Empezar una nueva vida fue para ellos cualquier cosa, menos fácil. En el propio Israel, los supervivientes fueron tratados en un comienzo años con cierta frialdad rayana en el desdén. La tónica de los israelíes en aquellos días épicos de la creación del Estado era exaltar los actos más notorios de resistencia contra los nazis. En radios y periódicos se ensalzaba como héroes a los dirigentes del levantamiento del gueto de Varsovia, o a los protagonistas de alguna que otra revuelta en el interior de los campos de concentración, o a los militantes judíos de los grupos partisanos. Había un reproche implícito a quienes carecían de una proeza para exhibir. Esa atmósfera excluía de una posición de dignidad a aquellos supervivientes -la inmensa mayoría- cuyo único acto de resistencia había consistido en salir con vida del infierno. En su libro ‘El jardín de los justos’, el periodista italiano Gabriele Nissim cuenta cómo el juez Moshe Bejski -el mismo que desveló la existencia de Oskar Schindler- ocultó durante años su condición de superviviente del Holocausto y se hizo pasar en su currículo por sabra de nacimiento porque consideraba que ése era su único camino para labrarse un futuro en la sociedad israelí.

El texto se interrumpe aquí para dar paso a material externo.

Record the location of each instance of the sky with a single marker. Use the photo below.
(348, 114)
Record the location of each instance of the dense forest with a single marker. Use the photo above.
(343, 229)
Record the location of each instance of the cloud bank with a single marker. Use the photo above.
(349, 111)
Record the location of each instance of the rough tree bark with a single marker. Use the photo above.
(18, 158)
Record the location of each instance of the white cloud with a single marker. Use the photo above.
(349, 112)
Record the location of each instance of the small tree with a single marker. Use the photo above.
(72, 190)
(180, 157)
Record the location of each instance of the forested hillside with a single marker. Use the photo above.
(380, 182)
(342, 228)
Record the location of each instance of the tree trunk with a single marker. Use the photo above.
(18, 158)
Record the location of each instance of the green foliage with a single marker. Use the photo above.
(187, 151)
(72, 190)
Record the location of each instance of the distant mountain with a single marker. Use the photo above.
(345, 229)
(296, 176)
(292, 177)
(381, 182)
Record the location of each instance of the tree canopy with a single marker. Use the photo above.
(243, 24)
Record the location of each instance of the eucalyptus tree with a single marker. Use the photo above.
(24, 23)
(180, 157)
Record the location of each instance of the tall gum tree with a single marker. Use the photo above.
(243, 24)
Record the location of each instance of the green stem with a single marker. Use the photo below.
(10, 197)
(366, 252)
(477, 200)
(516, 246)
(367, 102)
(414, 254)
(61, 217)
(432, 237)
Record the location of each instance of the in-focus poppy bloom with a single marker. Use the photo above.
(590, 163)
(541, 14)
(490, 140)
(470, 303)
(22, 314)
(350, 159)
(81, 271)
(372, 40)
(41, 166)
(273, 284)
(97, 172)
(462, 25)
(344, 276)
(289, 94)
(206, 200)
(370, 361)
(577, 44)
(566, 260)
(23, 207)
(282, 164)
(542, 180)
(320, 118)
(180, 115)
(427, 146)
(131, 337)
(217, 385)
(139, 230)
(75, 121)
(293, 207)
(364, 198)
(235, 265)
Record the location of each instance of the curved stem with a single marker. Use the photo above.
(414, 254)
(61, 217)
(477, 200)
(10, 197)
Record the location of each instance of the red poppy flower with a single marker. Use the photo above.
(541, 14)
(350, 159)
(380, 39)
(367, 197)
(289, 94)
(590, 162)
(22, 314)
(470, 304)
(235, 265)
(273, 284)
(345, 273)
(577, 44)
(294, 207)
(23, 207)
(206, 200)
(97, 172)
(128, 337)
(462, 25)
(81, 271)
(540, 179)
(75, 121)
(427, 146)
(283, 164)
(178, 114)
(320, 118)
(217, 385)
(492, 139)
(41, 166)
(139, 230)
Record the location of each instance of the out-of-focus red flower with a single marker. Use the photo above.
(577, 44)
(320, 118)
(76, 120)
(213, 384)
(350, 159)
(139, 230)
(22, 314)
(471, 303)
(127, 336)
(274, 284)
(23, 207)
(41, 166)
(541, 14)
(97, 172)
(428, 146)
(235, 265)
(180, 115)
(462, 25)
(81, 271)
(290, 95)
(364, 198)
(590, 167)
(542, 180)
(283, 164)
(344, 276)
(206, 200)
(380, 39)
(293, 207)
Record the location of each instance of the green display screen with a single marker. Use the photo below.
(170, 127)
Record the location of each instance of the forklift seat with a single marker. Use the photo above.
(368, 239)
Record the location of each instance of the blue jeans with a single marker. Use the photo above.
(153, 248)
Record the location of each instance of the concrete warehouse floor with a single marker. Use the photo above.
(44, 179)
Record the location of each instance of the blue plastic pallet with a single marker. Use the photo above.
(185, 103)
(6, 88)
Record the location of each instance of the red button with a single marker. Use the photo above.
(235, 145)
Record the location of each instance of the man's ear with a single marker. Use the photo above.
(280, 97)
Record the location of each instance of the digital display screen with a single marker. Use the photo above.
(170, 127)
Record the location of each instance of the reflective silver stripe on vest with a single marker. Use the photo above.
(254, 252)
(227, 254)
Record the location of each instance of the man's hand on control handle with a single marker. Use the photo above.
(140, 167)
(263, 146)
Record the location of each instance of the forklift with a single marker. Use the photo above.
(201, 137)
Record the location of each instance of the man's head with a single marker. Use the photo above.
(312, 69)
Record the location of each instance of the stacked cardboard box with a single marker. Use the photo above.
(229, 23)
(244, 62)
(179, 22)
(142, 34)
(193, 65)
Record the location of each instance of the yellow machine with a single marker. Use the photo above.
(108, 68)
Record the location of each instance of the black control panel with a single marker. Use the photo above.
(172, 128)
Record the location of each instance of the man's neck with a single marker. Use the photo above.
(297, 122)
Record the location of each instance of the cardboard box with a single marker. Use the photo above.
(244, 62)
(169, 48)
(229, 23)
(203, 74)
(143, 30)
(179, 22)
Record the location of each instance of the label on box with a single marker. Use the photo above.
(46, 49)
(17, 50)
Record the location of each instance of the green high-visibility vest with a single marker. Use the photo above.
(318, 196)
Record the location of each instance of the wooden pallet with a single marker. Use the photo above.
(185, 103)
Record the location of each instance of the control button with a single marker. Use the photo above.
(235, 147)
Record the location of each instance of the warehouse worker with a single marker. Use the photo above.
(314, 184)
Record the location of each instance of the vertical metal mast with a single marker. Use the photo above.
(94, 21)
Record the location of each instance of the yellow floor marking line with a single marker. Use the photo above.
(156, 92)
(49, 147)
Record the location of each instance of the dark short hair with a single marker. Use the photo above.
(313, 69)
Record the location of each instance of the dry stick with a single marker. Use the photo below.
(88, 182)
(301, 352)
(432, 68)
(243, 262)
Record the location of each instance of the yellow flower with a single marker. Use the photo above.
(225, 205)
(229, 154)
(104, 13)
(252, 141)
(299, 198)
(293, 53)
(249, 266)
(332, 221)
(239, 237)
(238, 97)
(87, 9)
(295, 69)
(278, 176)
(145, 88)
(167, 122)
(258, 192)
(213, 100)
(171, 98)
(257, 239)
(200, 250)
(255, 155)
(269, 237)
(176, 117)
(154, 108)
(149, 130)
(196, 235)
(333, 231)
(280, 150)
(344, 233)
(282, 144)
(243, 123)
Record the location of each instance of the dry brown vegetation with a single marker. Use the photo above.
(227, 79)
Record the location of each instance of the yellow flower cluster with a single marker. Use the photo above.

Fue en el juicio al jerarca nazi Adolf Eichmann, celebrado en 1961 en Jerusalem, cuando todo cambió. A lo largo del juicio, varios testigos, entre ellos Bejski, consiguieron hacer ver a la humanidad que una minoría de seres humanos dotada de los suficientes medios coercitivos y la suficiente maldad puede someter a una mayoría inerme, sin que ello signifique que esa mayoría merezca el apelativo de cobarde o haya acudido como un rebaño de ovejas al matadero. Explicaron esos testigos que algunos supuestos actos de valor, por ejemplo la huida de un campo de concentración o el asesinato de un guardián del campo, provocaban automáticamente crueles represalias contra los demás internos. Hablaron de su lucha por preservar la dignidad en esa zona gris de degradación humana que con tanta maestría describió Primo Levi. En suma, lograron demostrar que en la mera resistencia individual de los supervivientes frente a la humillación y la muerte también hubo una alta dosis de heroísmo.
A algunos de esos héroes les podemos hoy ver la cara a través de la mirada lúcida de Erika Diettes.